I had a chance to attend yesterday's field hearing in Wilmington, Delaware, where the Consumer Financial Protection Bureau announced its proposed rule-making for general purpose reloadable prepaid cards.
From my perspective, there is a lot to like about the proposed rules.
Credit and Overdraft
I think the CFPB took a nuanced and entirely defensible approach to the issue of credit on prepaid cards. The CFPB's solution - which I suggested might be their conclusion in a Bank Talk entry last month - was to allow credit, but only in a form that complies with the Truth-in-Lending Act and the CARD Act. By saying "yes" to credit but by simultaneously requiring best-in-class consumer protections, the CFPB can deflect critiques that it is trying to deny needed credit services for under-banked Americans, while also satisfying consumer advocates.
As has been the case whenever they have interpreted rules on credit products, the CFPB is setting up a standard that requires lenders to vet borrowers for their ability-to-repay a loan. Part of that is preventing a lender from making an automatic collection on the next direct deposit in to the account.
The rules require a payment term of no less than 21 days (as is the case with the CARD Act). Similarly, it says that consumers must be given an advance warning 45 days prior to an interest rate increase.
I am still looking for more detail on some possible card structures that could evade this principle. For example, what happens if a card makes an automatic transfer from a credit account over to a spend account?
Either way, the CFPB was clear that credit should be contained in a separate account.

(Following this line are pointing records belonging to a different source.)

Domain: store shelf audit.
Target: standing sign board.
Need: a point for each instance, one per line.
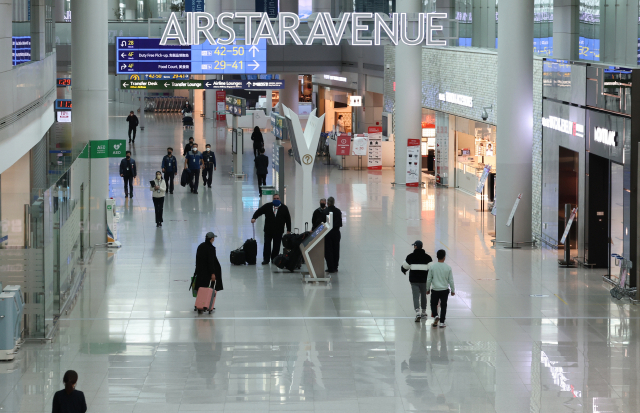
(375, 147)
(343, 146)
(513, 210)
(483, 178)
(221, 98)
(566, 230)
(413, 167)
(360, 144)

In implementing an agreement with a consumer, such a system would mean that the issuer has to send TILA disclosures. Ultimately, this will not be "credit of convenience," but instead a form of intentionally sought and intentionally underwritten lending.
Steve Streit, one of three industry panelists who spoke at the hearing, told the audience that he felt that these rules would help his business. To paraphrase his comment:
"A positive view of prepaid cards helps our business, and the CFPB rule does that. The time is coming when people will no longer see a difference between a prepaid card account and a demand deposit account. They will only see that they are both bank accounts, with FDIC insurance."
Green Dot released a statement in support of the rule.
But while a firewalled credit account will probably accommodate the concerns of advocates, the decision to allow overdraft could become a major point of dissension. I think it is easy to assume that an opt-in system means that overdraft is "fixed," but the truth is that it remains a problematic form of credit. Many may not realize that a person can still be charged for an overdraft even if he or she has never opted-in. That is because some transactions are not housed within the universe of opt-in. Many banks can still place an overdraft fee when a consumer makes an overage at the point-of-sale. True, banks will not honor a check unless the account holder approves, but there is no such system in place to protect people at the register. Plenty of individuals would choose to use a different payment instrument, or instead to put back a few of the items in their cart.
Their disclosure seems to address some of the challenges to this question. A standardized method for disseminating the costs of a prepaid card is difficult. Consumers differ in how they use the card, the cards themselves differ in their functionalities, often prices are conditioned on usage, space on a j-hook is very finite, and some program managers have different account types.
The CFPB addressed these in several ways. First, there is space for un-specified incidence fees. This is where a unique fee might be mentioned. It is where a discount based upon spending and loading behavior might be communicated. In turn, the form also makes reference to the presence of other un-named fees.
The space issue was answered by creating short forms and long forms. Consumers are advised of the presence of a long form. That form will be included inside the packaging. It is also possible to find the long form by going online.
For program managers that design cards to give consumers a choice about fee style, the CFPB created a form with categorical columns. Mainly, this addresses the a-la-carte approach to pricing with pay-as-you-go cards. Again, it is a workable solution.
I think there are still a few gaps. For one, if these cards are going to have overdraft, then it is possible that an incidence fee will not be descriptive enough. Credit is likely to come with both fees and interest. As well, I'll be interested to see how they help consumers to navigate from a short form to a long form before they open the package. The disclosure does not have a QR code, so that means that to do research in a store would require a consumer to type in a web address into their smart phone. One more thing - I think they need to give consumers a tip if they can use remote deposit for a paper check or if their card comes with an opportunity to reload with cash at a register.
All in all, this is a great proposal. I hope these ideas find support. The CPFB opened a 90-day comment period.